Languages
Tree-sitter tokenization, supported languages, and per-language calibration for monorepos.
argot is language-agnostic by design. All language-specific logic — import extraction, callee
extraction, prose masking, sampleable-range enumeration — is encapsulated in LanguageAdapter
implementations. Nothing in the scorer hardcodes a framework, a library, or a corpus.
Tree-sitter tokenization
Hunks are tokenized with tree-sitter, an incremental, error-tolerant parser. Two properties matter here:
- It works on partial, syntactically invalid fragments — essential, because a diff hunk is almost always a mid-block slice that doesn’t parse on its own.

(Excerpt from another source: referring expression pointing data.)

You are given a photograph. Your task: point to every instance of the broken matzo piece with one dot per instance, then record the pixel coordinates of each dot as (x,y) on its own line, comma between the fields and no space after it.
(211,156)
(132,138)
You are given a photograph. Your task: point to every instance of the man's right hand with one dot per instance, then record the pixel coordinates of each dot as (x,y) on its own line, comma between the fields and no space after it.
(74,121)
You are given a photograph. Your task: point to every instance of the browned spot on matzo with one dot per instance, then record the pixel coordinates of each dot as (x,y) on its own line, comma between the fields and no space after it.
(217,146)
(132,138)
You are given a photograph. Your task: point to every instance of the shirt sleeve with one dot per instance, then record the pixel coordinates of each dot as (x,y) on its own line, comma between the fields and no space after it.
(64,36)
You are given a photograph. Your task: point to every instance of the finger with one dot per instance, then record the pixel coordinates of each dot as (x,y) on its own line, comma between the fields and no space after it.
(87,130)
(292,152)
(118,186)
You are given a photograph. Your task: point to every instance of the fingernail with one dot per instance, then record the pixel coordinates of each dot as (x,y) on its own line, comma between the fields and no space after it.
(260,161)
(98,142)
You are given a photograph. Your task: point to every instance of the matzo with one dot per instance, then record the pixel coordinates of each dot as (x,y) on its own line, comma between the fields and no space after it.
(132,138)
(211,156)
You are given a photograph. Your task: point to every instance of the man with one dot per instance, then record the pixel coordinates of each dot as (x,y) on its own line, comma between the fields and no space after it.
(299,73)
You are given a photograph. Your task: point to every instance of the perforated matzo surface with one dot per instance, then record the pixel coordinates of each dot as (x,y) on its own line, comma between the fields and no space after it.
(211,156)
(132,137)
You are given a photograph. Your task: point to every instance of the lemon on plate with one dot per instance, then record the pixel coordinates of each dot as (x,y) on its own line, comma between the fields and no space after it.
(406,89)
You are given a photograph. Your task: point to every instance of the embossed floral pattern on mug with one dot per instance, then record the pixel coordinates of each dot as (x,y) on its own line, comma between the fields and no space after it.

- It gives a single uniform interface for every supported language, so adding a language is a matter of writing an adapter, not a new pipeline.
Supported out of the box
| Language | Status |
|---|---|
| Python | Supported |
| TypeScript / JavaScript | Supported |
More languages are adapter-shaped work — the model and pipeline don’t change.
Per-language calibration
A mixed Python + TypeScript monorepo would, with a single threshold, calibrate against a joint
distribution dominated by whichever language has broader token diversity. argot instead emits one
threshold per language present in the repo, and check dispatches each hunk by file extension.
So a TypeScript hunk is judged against the repo’s TypeScript voice, and a Python hunk against its Python voice — no cross-language bleed. This is automatic; there’s nothing to configure.
What gets excluded
The token model only makes sense over code, so a few things are kept out of both training and scoring:
- Data-dominant files — modules that are ≥80% top-level array/object literals (locale tables, fixtures, generated lookups). The same structural predicate runs at fit and check time.
- Comments and docstrings — blanked before scoring, so prose doesn’t inflate the surprise signal.
- Test files and conventional directories — skipped today as a placeholder default, moving to user-configurable rules with the suppression surface.